Machine of Death
- Standard cover
- Author: Ryan North, Matthew Bennardo, and David Malki, editors
- Cover artist: Justin Van Genderen
- Language: English
- Genre: Science fiction
- Publisher: Bearstache Books
- Publication date: October 13, 2010
- Pages: 452
- ISBN: 978-0-9821671-2-0
- Followed by: This Is How You Die: Stories of the Inscrutable, Infallible, Inescapable Machine of Death

= Machine of Death =

Book by Ryan North

Machine of Death is a 2010 collection of science fiction short stories edited by Ryan North, Matthew Bennardo, and David Malki. The stories featured in Machine of Death were submitted by various writers since early 2007 and all focus on a device which can accurately predict the manner in which the user will eventually die. The book became a #1 bestseller on Amazon.com shortly after its initial publication, and was later released online under a free license.

==Premise==
All of the stories featured in Machine of Death center around a device which, when provided with a blood sample, can identify the way a person will die. The machine relays this information by printing a short word or phrase, which serves as the title of each story, on a small card. The machine is never wrong, but often vague or cryptic. The premise was inspired by a cartoon from Ryan North's Dinosaur Comics.

==Release==
The three editors solicited submissions, many of them from novice and unpublished or unknown writers, in early 2007. After failing to find a publisher willing to accept an anthology containing material by so many unknown authors, the editors self-published the book in late 2010.
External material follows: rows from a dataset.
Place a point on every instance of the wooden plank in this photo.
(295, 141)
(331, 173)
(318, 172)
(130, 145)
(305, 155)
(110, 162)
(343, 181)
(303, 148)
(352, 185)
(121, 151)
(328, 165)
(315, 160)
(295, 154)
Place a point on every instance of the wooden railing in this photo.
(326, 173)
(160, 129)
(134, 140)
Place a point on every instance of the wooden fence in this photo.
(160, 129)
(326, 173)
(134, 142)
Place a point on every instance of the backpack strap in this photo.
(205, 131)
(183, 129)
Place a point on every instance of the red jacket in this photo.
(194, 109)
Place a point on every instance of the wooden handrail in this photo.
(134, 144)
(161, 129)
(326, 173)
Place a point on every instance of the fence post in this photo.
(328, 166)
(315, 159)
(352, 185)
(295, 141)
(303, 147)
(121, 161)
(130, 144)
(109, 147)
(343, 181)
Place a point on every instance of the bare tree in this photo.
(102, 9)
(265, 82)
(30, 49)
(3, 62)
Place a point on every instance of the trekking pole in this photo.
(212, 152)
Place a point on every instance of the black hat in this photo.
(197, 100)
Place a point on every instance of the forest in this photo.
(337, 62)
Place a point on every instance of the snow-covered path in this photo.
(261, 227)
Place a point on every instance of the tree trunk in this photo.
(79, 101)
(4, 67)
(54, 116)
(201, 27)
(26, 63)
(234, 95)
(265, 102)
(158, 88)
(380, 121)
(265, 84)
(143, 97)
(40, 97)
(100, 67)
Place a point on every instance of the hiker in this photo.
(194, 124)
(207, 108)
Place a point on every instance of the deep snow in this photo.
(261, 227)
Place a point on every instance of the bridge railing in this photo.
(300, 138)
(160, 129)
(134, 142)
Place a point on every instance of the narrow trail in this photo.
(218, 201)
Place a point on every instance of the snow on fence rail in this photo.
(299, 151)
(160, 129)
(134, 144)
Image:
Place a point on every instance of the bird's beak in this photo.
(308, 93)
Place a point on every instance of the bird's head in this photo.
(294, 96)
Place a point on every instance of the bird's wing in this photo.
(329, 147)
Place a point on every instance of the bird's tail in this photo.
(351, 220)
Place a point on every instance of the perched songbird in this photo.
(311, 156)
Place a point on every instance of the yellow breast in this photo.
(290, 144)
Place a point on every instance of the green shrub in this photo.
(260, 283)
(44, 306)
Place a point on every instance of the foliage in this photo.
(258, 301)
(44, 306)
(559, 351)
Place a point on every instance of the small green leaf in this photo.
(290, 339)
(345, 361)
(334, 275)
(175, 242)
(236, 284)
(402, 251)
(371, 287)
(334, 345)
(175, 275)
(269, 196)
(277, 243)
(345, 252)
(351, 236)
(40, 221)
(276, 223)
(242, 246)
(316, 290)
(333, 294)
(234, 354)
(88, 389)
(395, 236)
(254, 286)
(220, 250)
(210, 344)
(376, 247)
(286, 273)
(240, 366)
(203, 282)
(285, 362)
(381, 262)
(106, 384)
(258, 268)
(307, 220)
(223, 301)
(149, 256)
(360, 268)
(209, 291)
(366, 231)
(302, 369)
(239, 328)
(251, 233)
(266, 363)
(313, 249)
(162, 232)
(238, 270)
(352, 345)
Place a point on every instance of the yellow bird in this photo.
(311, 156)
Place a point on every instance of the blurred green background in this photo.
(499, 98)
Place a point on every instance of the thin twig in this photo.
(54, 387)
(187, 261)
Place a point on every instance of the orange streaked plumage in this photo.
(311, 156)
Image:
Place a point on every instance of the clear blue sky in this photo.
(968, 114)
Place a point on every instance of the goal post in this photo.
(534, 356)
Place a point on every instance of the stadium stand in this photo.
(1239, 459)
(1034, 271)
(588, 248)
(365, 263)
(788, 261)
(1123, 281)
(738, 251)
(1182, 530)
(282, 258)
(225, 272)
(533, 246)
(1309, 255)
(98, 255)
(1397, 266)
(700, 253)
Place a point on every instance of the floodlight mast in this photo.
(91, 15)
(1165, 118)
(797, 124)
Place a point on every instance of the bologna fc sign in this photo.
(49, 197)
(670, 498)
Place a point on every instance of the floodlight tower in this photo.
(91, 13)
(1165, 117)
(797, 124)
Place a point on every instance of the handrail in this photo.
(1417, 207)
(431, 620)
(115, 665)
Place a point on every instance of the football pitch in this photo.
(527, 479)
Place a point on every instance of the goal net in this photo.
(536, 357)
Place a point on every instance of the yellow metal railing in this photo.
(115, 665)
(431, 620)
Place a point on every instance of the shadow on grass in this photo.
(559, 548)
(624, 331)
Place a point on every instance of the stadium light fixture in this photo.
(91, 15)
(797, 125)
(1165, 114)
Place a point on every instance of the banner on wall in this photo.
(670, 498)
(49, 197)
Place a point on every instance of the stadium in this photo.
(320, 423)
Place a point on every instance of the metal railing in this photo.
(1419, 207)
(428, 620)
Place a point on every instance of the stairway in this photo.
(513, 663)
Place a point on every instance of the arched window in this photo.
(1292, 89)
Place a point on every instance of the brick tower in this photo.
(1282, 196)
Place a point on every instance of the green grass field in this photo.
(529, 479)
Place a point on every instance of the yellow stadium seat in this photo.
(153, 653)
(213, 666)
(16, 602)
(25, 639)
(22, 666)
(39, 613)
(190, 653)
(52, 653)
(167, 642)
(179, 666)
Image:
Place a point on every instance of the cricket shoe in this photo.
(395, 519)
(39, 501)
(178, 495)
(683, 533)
Shortly after the book's publication, the editors announced "MOD-Day", encouraging buyers to purchase the book en masse on October 26 in an effort to reach #1 on the bestseller list on Amazon.com. The effort was successful. Malki described the feat as the literary equivalent of winning the Super Bowl. October 26 was also the release date of Broke: The Plan to Restore Our Trust, Truth, and Treasure by conservative Fox News commentator Glenn Beck. When Beck's book failed to reach #1 on that date, he complained that the anthology was part of a liberal "culture of death".
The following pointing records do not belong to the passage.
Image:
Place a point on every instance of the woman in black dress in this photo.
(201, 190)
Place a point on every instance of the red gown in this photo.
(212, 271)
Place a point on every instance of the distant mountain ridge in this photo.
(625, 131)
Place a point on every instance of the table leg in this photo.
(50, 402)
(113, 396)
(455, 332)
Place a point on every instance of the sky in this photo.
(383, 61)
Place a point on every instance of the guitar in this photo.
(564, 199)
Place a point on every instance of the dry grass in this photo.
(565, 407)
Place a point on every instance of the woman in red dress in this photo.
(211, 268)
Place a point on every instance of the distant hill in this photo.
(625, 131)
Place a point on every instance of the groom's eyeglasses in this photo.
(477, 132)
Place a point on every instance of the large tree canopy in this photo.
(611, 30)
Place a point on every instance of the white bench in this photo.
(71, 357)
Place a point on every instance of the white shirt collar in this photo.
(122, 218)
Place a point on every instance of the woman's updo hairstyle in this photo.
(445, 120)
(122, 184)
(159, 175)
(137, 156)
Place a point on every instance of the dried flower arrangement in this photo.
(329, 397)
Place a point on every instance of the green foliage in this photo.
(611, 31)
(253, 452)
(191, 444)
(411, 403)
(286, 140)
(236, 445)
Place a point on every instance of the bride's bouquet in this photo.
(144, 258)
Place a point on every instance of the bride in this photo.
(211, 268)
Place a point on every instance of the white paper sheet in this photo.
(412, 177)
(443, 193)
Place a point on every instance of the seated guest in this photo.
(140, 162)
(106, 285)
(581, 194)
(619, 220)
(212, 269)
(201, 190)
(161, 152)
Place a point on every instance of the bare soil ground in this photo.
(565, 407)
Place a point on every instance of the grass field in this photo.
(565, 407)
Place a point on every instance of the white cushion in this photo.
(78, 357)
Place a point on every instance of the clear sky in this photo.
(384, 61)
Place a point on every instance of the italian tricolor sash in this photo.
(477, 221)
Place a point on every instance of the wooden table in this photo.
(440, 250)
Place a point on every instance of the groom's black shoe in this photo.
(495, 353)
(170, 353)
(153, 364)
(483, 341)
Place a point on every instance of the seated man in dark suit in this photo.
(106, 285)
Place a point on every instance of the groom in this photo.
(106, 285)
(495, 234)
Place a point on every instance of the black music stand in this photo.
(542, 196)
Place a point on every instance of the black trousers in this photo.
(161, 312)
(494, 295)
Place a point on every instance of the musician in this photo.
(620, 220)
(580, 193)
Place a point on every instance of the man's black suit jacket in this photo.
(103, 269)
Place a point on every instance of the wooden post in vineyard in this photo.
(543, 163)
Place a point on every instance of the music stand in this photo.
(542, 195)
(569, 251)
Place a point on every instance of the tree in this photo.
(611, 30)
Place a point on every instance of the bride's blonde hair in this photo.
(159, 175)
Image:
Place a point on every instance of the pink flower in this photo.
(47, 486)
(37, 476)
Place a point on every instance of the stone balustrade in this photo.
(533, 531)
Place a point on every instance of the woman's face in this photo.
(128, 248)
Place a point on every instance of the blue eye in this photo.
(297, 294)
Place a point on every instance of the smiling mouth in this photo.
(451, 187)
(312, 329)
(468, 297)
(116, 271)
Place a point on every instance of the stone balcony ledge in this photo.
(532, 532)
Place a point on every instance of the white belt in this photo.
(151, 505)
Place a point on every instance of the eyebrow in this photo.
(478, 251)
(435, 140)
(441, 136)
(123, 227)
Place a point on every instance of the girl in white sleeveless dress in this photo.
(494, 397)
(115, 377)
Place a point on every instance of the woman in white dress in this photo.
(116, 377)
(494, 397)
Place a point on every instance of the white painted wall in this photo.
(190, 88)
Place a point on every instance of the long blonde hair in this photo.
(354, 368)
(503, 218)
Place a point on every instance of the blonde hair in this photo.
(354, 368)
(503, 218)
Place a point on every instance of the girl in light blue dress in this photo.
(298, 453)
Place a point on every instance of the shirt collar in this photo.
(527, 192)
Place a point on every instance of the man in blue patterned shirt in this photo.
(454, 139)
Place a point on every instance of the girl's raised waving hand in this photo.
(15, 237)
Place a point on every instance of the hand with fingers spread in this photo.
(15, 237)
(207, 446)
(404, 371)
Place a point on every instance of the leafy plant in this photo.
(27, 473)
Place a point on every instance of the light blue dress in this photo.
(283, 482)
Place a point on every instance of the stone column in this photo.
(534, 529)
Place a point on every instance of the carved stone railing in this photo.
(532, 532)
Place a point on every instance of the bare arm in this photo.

On November 2, 2010, the editors released the anthology under a Creative Commons Attribution–Noncommercial–Share Alike 3.0 license. Readings of stories from Machine of Death were released in podcast form on the book's website from November 10, 2010, to September 21, 2012. Submissions for a second volume were collected from May through July 2011.

== Stories ==

- "Flaming Marshmallow" written by Camille Alexa • illustrated by Shannon Wheeler
- "Fudge" by Kit Yona • Vera Brosgol
- "Torn Apart and Devoured by Lions" by Jeffrey C. Wells • Christopher Hastings
- "Despair" by K. M. Lawrence • Dean Trippe
- "Suicide" by David Michael Wharton • Brian McLachlan
- "Almond" by John Chernega • Paul Horn
- "Starvation" by M. Bennardo • Karl Kerschl
- "Cancer" by Camron Miller • Les McClaine
- "Firing Squad" by J Jack Unrau • Brandon Bolt
- "Vegetables" by Chris Cox • Kevin McShane
- "Piano" by Rafa Franco • Kean Soo
- "HIV Infection From Machine of Death Needle" by Brian Quinlan • KC Green
- "Exploded" by Tom Francis • Jesse Reklaw
- "Not Waving But Drowning" by Erin McKean • Carly Monardo
- "Improperly Prepared Blowfish" by Gord Sellar • Jeffrey Brown
- "Love Ad Nauseum" by Sherri Jacobsen • Kate Beaton
- "Murder and Suicide, Respectively" by Ryan North • Senna Diaz
- "Cancer" by David Malki • Danielle Corsetto
- "Aneurysm" by Alexander Danner • Dorothy Gambrell
- "Exhaustion From Having Sex With a Minor" by Ben "Yahtzee" Croshaw • Cameron Stewart
- "After Many Years, Stops Breathing, While Asleep, With Smile On Face" by William Grallo • Scott C.
- "Killed by Daniel" by Julia Wainwright • Marcus Thiele
- "Friendly Fire" by Douglas J. Lane • Kelly Tindall
- "Nothing" by Pelotard • John Allison
- "Cocaine and Painkillers" by David Malki • Jess Fink
- "Loss of Blood" by Jeff Stautz • Kris Straub
- "Prison Knife Fight" by Shaenon K. Garrity • Roger Langridge
- "While Trying to Save Another" by Daliso Chaponda • Dylan Meconis
- "Miscarriage" by James L. Sutter • Rene Engström
- "Shot by Sniper" by Bartholomew von Klick • John Keogh
- "Heat Death of the Universe" by James Foreman • Ramón K. Pérez
- "Drowning" by C. E. Guimont • Adam Koford
- "?" by Randall Munroe • Kazu Kibuishi
- "Cassandra" by T. J. Radcliffe • Matt Haley

Additional artist contributors whose illustrations are not tied to specific stories include Katie Sekelsky and Mitch Clem.